American Honey

American Honey ★★★★

What are you willing to sell, and what will be the price? Phony magazine subscriptions? A made-up story designed to elicit pity? Your integrity? Your love? Your body? Your soul?

This is the question at the root of American Honey. Star (played very capably by Sasha Lane) is in a no-win situation at the start of the film, an orphaned teenager saddled with the responsibility of taking care of two kids who don't belong to her, in a relationship with an asshole, and scrounging through dumpsters for their next meal. When presented with an opportunity to change her circumstances, even one so ill-defined and obviously sketchy as traveling across the heartland selling magazine subscriptions door to door, she jumps at the chance.

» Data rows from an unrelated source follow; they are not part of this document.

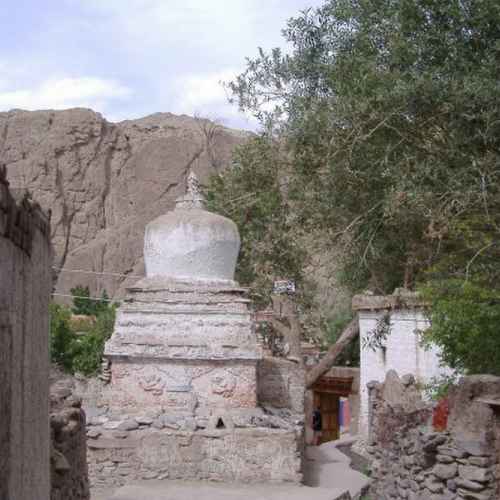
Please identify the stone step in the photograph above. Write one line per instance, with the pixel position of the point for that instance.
(175, 490)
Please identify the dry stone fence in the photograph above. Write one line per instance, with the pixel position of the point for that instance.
(68, 455)
(410, 460)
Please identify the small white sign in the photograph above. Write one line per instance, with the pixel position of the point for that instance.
(284, 286)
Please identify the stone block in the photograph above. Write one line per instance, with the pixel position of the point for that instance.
(473, 473)
(445, 471)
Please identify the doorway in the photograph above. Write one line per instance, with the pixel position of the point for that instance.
(328, 405)
(327, 394)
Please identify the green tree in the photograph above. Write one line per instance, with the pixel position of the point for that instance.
(390, 115)
(89, 348)
(62, 337)
(85, 305)
(252, 192)
(81, 352)
(82, 303)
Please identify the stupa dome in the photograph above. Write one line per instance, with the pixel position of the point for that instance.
(190, 243)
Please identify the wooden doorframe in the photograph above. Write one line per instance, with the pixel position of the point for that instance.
(331, 388)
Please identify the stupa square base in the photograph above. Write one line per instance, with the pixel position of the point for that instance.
(252, 455)
(182, 385)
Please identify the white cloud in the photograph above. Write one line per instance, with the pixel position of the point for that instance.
(204, 95)
(64, 93)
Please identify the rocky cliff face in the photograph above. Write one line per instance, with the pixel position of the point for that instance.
(103, 182)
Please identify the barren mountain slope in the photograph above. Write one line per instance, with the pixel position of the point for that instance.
(104, 182)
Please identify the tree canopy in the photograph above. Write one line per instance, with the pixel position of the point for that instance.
(387, 117)
(391, 118)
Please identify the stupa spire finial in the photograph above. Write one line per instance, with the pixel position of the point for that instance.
(193, 185)
(194, 197)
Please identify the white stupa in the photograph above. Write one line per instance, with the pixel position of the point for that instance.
(184, 336)
(191, 244)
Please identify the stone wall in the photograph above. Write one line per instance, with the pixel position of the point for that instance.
(410, 460)
(402, 350)
(246, 446)
(281, 384)
(25, 286)
(68, 456)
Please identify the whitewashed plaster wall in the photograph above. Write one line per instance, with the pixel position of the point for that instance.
(403, 352)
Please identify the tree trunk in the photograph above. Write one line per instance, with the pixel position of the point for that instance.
(350, 332)
(284, 307)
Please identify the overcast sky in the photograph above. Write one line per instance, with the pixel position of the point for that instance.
(130, 58)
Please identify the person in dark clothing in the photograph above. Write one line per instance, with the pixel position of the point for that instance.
(317, 426)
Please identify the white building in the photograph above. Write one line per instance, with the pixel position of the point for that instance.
(401, 350)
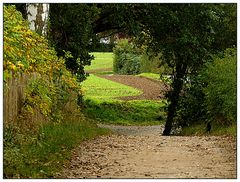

She takes to the road with a fun-loving bunch of young people lorded over by tough-as-nails Riley Keough and her right-hand man, Shia LaBeouf. They party by night and spend their long days selling their wares to homeowners, truck drivers, oil workers, and whoever else they can convince to spend $40 on magazines that will likely never arrive. Part and parcel to this line of work come lies, theft, violence, and a seemingly unending exposure to the absolute worst of humanity. And the power dynamics of Keough's little group of workers shine a harsh spotlight on what it means to be in "a business" in America.

American Honey may not have much to do with honey, but it is most certainly a film about America. Who are we as a country? How can some of us live in such an exuberance of wealth while others are resigned to poverty, crime, or drugs? And does making a buck in this country really come down to selling away your humanity, one piece at a time?